You are now versed in the functionality of the stock market and have decided that you are willing to accept the risk factors involved. However, you want to know everything you can about balancing that risk with intelligent investment options. How can you be sure that the risks you take are more likely to be rewarding in the long run than destructive?
Long and Short
One of the most important parts of making money on the stock market is to determine your position. The long position is basically the purchasing position – you are about to take on a long-term commitment for ownership of some stock, security, or other traded commodity.

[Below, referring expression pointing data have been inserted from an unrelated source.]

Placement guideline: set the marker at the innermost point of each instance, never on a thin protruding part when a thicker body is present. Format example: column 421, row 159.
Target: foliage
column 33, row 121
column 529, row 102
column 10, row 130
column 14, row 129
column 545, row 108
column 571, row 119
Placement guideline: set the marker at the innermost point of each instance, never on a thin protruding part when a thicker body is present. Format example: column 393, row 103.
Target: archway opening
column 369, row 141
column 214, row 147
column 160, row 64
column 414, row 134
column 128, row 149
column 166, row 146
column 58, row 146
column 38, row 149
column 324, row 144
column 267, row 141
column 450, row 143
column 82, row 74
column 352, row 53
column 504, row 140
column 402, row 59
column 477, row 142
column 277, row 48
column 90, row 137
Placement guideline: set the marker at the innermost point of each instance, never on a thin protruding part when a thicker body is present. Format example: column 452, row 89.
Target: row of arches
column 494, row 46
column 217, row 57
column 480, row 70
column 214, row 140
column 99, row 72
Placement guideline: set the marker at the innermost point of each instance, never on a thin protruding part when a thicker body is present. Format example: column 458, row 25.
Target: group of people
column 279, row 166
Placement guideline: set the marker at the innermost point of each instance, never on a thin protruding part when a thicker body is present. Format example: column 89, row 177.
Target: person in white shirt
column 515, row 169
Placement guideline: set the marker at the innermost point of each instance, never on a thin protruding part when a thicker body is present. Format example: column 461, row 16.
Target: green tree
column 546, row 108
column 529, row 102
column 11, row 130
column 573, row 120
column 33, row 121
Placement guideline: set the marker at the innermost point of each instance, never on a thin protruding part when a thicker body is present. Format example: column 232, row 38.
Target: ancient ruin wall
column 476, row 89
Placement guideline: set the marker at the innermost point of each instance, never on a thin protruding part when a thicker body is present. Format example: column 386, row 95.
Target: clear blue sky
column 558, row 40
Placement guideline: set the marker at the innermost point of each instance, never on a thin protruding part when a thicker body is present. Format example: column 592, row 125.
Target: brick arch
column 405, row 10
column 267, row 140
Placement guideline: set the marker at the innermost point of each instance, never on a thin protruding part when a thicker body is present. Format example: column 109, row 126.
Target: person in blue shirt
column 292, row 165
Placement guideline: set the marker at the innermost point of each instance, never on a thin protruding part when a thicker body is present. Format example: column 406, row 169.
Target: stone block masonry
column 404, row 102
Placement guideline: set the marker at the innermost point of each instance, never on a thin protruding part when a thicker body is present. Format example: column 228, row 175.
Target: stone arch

The short position, by contrast, is the selling position – you are shortly going to dispose of the same sort of ownership and any responsibility toward it.
The best time to take up the long position is when stock prices are low. This will get you into the market at a reasonable price and increase your chances for profitability as new offerings go up in price and older investment options recover or rebound.
In fact, as others take the long position and purchase at the same time you do, this will actually drive the value of securities up through the standard rule of supply and demand, causing the beginning of what could be a bull market.
You may equate this with the end of the month at a car dealership. The prices tend to drop on any cars left on the lot for sale, and the dealer is more often willing to bargain because he or she wants less inventory on the lot.
Likewise, when stock prices are low, some will panic and dump all of their holdings at these low prices, thinking that their shares will never recover the value. This can only be of assistance to you.
When prices are high, it is likely time to turn around and sell your shares to bring in a profit, not losing anything on unrealized gain (profit that cannot be counted in liquid assets or cash because it is still invested in a volatile stock option).
You should never sell for a price that is below your cost, as this brings negative equity and loss of funds. You should always sell for the greatest amount of profit that you feel is safe.
In other words, if you buy a security at fifteen dollars per share, and it quickly rises to twenty-five dollars per share, you may very well feel that it could hit thirty dollars per share within a week.
However, you must determine if you are willing to risk losing your already secured earnings of ten dollars per share to wait that long, should the price actually fall, so you may decide to sell at the current high price.
Market-Makers and Selling Short
What if the stock values are up incredibly high, but you did not get in on that particular commodity and own no shares? Your first step should be to visit a market-maker or to make a deal with a broker for a short sell.
A market-maker is literally a stockbroker who purchases keeps a certain number of shares of several securities or stocks on hand, which are purchased during a time when the market rates are low.
The firm will then turn around and sell those shares to an individual at that low price, regardless of the market rate, in effect making its own market (thus the name). The individual who purchases from the firm can immediately sell the commodities on the open market at market rate (which is higher), making an incredible amount of profit in a short period of time.
A short sell is another option for a quick profit. In this scenario, you will borrow a particular number of shares from a stockbroker to sell when the market value is high. Your job is to then wait for the stock price to go down, purchase the same quantity of stock, and return the holdings to the broker, keeping the profit from the sale, minus the broker fees.
The way that a car dealer works with trade-ins is very similar. They will purchase the car from you at a very low price, then turn around and sell it on the lot for a high profit margin.
One of the most positive aspects of a short sell is that you never actually take possession of the stock, meaning that you are never in a position to lose money. Because you have sold shares for a high price, you have already profited, and in the worst-case scenario, the particular stocks will not drop in price.
Rather than return the stocks to the broker from whom they were borrowed, you can simply pay back the amount for which they were originally purchased, along with the premium.